ブルックナー//メモランダムⅦ⑤ 5番ークレンペラー

 クレンペラー/ウイーン・フィルでブルックナー交響曲第5番を聴く。
 クレンペラーのブルックナーは、4番(ウィーン交響楽団、バイエルン放送交響楽団)に加えて4~9番はフィルハーモニア管弦楽団で録音、その他の音源もリリースされており、幸いかなり数多く耳にすることができる。この盤の魅力は1968年6月2日ウイーン・フィルとのライブ録音であることである。バレンボイムの8番を聴いたあとで接すると「格が違う」ことが良くわかる。

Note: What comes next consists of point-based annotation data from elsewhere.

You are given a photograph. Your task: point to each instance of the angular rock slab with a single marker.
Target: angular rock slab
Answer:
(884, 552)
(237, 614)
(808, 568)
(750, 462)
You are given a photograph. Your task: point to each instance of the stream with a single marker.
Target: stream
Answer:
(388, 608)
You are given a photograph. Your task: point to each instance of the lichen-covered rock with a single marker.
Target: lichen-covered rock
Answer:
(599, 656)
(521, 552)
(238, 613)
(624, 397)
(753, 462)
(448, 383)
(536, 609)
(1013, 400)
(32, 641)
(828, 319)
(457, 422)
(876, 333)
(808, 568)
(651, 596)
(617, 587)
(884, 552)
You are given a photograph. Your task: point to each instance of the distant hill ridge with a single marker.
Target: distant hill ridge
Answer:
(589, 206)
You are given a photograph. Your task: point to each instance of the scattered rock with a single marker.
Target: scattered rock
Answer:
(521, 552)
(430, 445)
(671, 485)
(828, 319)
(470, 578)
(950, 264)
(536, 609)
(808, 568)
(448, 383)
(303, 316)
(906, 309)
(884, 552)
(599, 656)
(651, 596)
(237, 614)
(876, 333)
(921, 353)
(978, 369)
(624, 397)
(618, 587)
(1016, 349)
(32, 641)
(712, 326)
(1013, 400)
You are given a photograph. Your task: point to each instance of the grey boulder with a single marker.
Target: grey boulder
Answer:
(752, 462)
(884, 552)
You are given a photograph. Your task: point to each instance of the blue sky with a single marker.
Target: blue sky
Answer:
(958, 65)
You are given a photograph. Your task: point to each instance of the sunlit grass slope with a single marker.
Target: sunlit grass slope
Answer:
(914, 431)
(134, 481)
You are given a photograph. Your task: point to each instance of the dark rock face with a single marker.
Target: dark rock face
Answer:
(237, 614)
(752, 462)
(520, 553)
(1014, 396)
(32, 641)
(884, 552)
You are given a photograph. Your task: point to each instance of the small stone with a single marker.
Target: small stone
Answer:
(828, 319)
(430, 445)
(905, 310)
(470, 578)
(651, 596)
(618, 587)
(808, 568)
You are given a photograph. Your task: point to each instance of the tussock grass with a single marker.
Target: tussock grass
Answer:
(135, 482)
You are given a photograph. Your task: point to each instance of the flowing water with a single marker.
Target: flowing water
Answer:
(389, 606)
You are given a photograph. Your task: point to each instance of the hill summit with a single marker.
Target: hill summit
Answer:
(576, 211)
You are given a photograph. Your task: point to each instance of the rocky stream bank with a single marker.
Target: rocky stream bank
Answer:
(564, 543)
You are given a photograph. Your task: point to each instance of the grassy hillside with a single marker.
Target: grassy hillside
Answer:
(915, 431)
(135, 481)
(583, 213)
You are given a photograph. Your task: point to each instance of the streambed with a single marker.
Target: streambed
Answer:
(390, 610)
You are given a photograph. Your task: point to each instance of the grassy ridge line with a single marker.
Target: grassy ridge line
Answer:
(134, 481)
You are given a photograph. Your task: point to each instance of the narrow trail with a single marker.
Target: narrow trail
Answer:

 クレンペラーらしく音楽の構築が実に大きく、テンポは遅く安定しており滔々とした大河の流れのような演奏。その一方、細部の音の磨き方にも配慮は行きとどき、ウイーン・フィルらしいサウンドの艶を抑えてむしろ抜群のアンサンブルを引き立たせている。ウイーン・フィルがこの巨匠との演奏に真剣に対峙している緊張感が伝わってくる。
 また、聴いていてブルックナーの交響曲の特色である大きな枠組みをリスナーは自然に意識していくことになる。マーラーから薫陶をうけたクレンペラーだが、そのマーラーが私淑していたブルックナー解釈が、クレンペラーを通じて現代に甦っているのでは・・と連想したくなるような名演であり、晩年のクレンペラーの面目躍如たるものと言えるだろう。

(参考)
 オットー・クレンペラー(Otto Klemperer,1885-1973年)はドイツ出身のユダヤ人指揮者。その略歴は、ポーランドのヴロツワフ(当時はドイツ領ブレスラウ)に生まれ、ハンブルク移住後、ピアニストの母親の指導をうけ、その後ベルリンの音楽院では作曲とピアノを学ぶ。1905年にはルビンシュタイン・ピアノコンクールにも出場するが、この時の勝者はかのバックハウスだった。マーラーから指導をうけ、プラハのドイツ歌劇場の指揮者を振り出しに活動を開始するも、1933年ナチス・ドイツ政権樹立に伴い、スイスを経由しアメリカへ亡命。戦後、ヨーロッパに帰還を果たし、62歳(1947年)ブダペスト国立歌劇場、1954年(69歳)にフィルハーモニア管弦楽団の音楽監督となる。1972年に公開の演奏活動から引退、翌年チューリッヒにて逝去。